Citizen Journalism in Syria...
Tracking the ongoing violent uprising in Syria has been exceptionally difficult. Syrian journalists have been threatened and arrested by the government, while international news organizations are, for the most part, kept out of the country.
In their place, Local Coordination Committees of citizen journalists have practically become the only source of news inside the ravaged country. These committees have been disseminating information to the outside world using the Internet - including riveting eyewitness accounts and often-gruesome photos.
To maintain an air of credibility, the way it works is that informants on the ground send information and the committees confirm it from multiple sources. A third group then translates the news into English and distributes it online. These local committees were just honored by Reporters Without Borders with the 2012 Netizen Prize.
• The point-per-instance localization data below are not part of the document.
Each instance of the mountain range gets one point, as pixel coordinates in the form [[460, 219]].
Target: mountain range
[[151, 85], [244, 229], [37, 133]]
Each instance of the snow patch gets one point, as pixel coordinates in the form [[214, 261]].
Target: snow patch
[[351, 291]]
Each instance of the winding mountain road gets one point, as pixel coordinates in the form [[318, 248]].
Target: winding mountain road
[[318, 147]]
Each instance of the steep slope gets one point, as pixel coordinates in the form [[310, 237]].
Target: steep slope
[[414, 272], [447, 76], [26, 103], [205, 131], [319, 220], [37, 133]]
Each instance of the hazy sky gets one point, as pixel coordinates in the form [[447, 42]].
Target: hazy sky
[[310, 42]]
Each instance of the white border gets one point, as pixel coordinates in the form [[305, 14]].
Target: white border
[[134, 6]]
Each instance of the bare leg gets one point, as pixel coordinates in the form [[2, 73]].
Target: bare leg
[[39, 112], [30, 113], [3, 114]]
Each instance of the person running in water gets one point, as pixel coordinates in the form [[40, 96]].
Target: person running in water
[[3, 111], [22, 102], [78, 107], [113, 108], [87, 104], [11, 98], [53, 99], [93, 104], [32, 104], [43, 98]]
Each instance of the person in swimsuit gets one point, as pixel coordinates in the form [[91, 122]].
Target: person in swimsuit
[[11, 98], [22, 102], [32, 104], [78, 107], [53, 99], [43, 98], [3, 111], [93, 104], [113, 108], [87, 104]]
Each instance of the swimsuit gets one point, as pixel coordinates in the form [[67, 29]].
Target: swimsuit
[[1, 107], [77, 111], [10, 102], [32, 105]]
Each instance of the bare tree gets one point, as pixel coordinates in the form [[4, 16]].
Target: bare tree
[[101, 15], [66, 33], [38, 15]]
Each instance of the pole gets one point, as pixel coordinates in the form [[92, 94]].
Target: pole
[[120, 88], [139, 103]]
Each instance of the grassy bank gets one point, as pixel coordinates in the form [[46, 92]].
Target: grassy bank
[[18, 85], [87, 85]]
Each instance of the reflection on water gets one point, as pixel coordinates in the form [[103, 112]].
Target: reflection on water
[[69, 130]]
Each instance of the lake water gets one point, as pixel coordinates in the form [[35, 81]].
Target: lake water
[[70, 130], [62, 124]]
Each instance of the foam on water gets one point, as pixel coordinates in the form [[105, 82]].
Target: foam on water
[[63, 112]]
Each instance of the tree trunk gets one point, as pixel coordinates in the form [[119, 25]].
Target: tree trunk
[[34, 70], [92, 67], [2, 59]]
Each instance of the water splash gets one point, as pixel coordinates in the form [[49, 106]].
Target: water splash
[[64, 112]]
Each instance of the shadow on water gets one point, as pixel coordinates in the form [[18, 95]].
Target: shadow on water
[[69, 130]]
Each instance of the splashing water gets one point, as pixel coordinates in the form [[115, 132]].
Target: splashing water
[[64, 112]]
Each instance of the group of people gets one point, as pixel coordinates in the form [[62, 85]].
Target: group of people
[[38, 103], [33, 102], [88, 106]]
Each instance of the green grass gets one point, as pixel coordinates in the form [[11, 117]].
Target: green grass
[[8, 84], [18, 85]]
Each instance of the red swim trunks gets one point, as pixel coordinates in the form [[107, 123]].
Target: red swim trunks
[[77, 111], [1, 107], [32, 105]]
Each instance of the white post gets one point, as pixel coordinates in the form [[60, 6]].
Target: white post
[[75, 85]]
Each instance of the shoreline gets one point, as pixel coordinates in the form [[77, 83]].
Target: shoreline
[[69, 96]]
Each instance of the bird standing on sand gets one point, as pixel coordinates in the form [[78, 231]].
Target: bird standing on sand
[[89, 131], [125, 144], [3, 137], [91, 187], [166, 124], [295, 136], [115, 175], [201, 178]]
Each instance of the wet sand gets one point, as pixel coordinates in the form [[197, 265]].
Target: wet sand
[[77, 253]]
Because the Western media had largely been shut out from covering events on the ground in Syria, it's quite amazing that any of us can still follow what's happening thanks to these cyberactivists. Reading eyewitness accounts and viewing recent photographs, knowing they've been confirmed by multiple sources, is truly fascinating. Everyone should take a minute out of their day and take a look.
It's unclear how much cyberactivism is ultimately going to matter in this case, given that foreign intervention seems increasingly less likely with each passing week. But sometimes just being informed is a social good in and of itself. It will reap consequences far into the future.